Öncellikle şunları belirtmekte fayda var: Türk İslamcılığı’nın temel esin kaynağı Filistin mazlumiyeti ve Humeyni galibiyetine dayanır. Bu İslamcılık, 28 Şubat askeri operasyonu sonrası geçirdiği metamorfoz ile yepyeni bir ambalaj ama ekonomik büyümeyle de yeni bir içerik kazandı. 1920’lerde kalan Kemalizmi de aşarak yeniden İttihatçılığa sarılan Cumhuriyet’in kurucu ideolojisi karşısında Batı dünyasının büyük desteğini aldı. Laiklik koruması altında ‘Reformcu islamcılar’ın Ortadoğu rol model özelliği desteklendi. Ancak kökler ile arasındaki makas açıldıkça ‘eski mücahit kardeşlerin’ iktidara zemin hazırlayan yerel seçimlerdeki oy kırpma olasılığı endişeyle karşılandı. Davos hamlesi, Saadet Partisi’ne tek bir oy bırakmadı. Peki sadece bununla izah edilir mi?
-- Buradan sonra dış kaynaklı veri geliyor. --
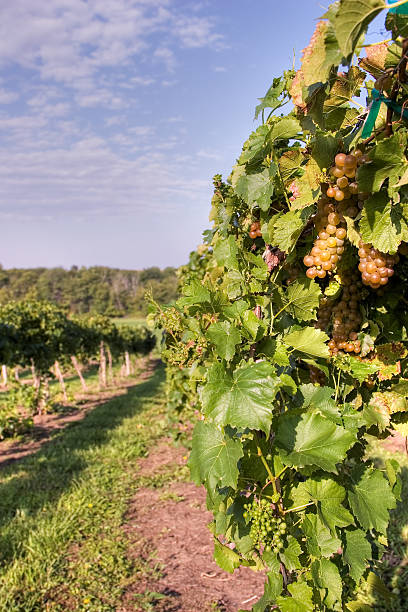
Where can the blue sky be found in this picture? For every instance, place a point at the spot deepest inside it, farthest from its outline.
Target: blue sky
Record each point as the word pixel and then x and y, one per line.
pixel 115 115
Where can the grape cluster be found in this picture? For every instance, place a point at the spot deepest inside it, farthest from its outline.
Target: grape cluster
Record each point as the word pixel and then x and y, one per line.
pixel 317 376
pixel 344 171
pixel 324 313
pixel 267 530
pixel 375 267
pixel 255 230
pixel 347 317
pixel 295 191
pixel 329 244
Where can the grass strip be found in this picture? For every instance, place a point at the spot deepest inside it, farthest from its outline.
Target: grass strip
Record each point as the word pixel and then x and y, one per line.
pixel 61 509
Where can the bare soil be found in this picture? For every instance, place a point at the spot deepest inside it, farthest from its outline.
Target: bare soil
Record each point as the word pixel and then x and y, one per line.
pixel 172 534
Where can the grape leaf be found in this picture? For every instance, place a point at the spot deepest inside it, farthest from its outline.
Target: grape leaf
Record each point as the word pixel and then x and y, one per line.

Hayır, çünkü: AKP, iktidarı boyunca sağlamcı manevralar yaptı. ‘Güç’ karşısında en pragmatik hamleleri kolladı. Çoğu zaman da başarılı oldu. ABD ile işbirliğinde askeri cenahla eşit olmayı sağlama, askeri cenah karşısında içerden partner yaratma, devlet mekanizmasında zamana yayılan dönüşümü gerçekleştirme gibi... İşte bütün bunlar ona Ortadoğu’da imkanlar sundu. İran ve Suriye ile hatta Irak’ı katarak anti Kürt ittifakı geliştirmesi. Dış Politika Danışmanı Ahmet Davutoğlu’nun Neo-Osmanlıcılık paradigmasını proaktif yönelimle harmanlaması, ‘ben de en azından bölgesel bir gücüm’ dedirtti. İsrail karşısında geliştirdiği tutumun görünür yanı itibariyle iki dayanağı ve amacı için de hedefine ulaştı. Türkiye-İsrail ilişkileri ne olur?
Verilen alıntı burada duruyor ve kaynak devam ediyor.